Moreover, those with HER2-low disease had a median PFS of 5.8 months (95% CI, 4.1-8.4) following treatment with sacituzumab govitecan compared with 4.2 months (95% CI, 2.8-4.5) with physician’s choice (HR, 0.60; 95% CI, 0.44-0.82). The corresponding median PFS in the HER2 IHC0 population was 5.0 months (95% CI, 3.9-7.2) compared with 3.4 months (95% CI, 1.8-4.2), respectively (HR, 0.70; 95% CI, 0.51-0.98).
In terms of other outcomes, the ORR was 21% among those treated with sacituzumab govitecan and 14% for those treated with physician’s choice. In the sacituzumab govitecan cohort, the complete response (CR) rate was 1%, the partial response (PR) rate was 21%, the stable disease rate was 52%, and the progressive disease rate was 21%. The corresponding rates in the comparator arm were less than 1%, 14%, 39%, and 28%, respectively.
The median DOR was 8.1 months (95% CI, 6.7-8.9) and 5.6 months (95% CI, 3.8-7.9), respectively.

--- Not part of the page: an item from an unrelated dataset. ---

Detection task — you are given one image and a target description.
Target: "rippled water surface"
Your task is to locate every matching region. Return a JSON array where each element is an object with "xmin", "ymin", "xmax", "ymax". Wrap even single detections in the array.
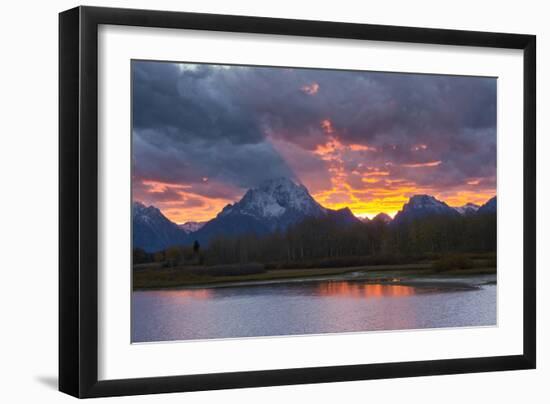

Sacituzumab govitecan’s safety profile was noted as being consistent with previous findings, and investigators observed no new safety signals with the additional follow-up. Common grade 3 or higher treatment-emergent adverse effects in the sacituzumab govitecan group included neutropenia (52%), diarrhea (10%), and anemia (7%) compared with neutropenia (39%), thrombocytopenia (4%), fatigue (4%), and dyspnea (4%) in the physician’s choice group.